Promising spintronics: Mn-based Heusler alloys Mn3Ga, Mn2YGa (Y = V, Nb, Ta), ScMnVGa

Abstract

High spin-polarized materials are expected for the development of spintronic devices. In this work, we are aiming to find new spintronic materials in Mn-based binary, ternary and quaternary Heusler alloys by using the first-principles calculations. We investigated structures, electronic properties, magnetic, tetragonal distortion and mechanic properties of Mn3Ga, Mn2YGa (Y = V, Nb, Ta) and ScMnVGa. The results show that Mn3Ga, ScMnVGa type-I, and type-II have lower energy in antiferromagnetic (AFM) states than ferromagnetic (FM) and paramagnetic (NM). Mn2YGa (Y = V, Nb, Ta) compounds are more stable in FM states. The results of electronic and magnetic properties indicate that Mn3Ga is a gapless half-metallic antiferromagnet (Gapless HM-AFM). Mn2VGa and Mn2NbGa belong to gapless half-metallic ferrimagnets (Gapless HM-FE).
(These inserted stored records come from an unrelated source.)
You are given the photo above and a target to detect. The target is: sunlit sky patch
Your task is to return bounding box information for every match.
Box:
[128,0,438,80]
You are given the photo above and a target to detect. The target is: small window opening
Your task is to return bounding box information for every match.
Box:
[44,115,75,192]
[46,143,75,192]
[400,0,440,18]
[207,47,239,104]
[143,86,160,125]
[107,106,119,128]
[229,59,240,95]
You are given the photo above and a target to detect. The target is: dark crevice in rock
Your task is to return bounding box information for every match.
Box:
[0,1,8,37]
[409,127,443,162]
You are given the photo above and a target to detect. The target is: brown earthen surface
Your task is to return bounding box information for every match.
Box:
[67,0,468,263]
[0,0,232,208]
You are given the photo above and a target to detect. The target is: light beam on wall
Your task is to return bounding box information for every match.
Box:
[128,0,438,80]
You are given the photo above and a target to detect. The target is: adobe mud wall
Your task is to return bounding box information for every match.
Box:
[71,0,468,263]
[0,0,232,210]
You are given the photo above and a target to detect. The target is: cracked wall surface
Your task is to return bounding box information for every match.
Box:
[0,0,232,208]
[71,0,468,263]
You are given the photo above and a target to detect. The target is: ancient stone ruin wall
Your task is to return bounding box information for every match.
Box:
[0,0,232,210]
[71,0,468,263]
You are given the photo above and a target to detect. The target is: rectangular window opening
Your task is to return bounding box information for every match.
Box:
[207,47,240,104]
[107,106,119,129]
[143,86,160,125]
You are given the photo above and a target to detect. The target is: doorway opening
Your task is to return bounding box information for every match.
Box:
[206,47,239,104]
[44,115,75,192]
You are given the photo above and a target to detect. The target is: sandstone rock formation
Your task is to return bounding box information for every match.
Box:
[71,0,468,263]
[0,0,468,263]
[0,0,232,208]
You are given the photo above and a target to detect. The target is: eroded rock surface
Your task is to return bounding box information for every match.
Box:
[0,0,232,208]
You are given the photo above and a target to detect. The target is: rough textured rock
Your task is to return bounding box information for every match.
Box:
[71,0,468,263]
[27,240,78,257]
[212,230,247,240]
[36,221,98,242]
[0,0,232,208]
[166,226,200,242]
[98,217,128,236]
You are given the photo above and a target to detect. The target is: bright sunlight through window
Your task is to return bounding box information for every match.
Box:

Mn2TaGa is ferrimagnets. ScMnVGa type-I is half-metallic antiferromagnets (HM-AFM) and type-II belongs to spin gapless semiconductors with AFM (SGSs-AFM). Inspired by Ferromagnetic shape memory alloys (FAMAs), we performed tetragonal deformation of those compounds, and we predicted that Mn3Ga, Mn2YGa (Y = V, Nb, Ta) have possible martensitic transformations. Finally, the mechanical stability and elastic properties of above-mentioned in both cubic and tetragonal structures were discussed in detail.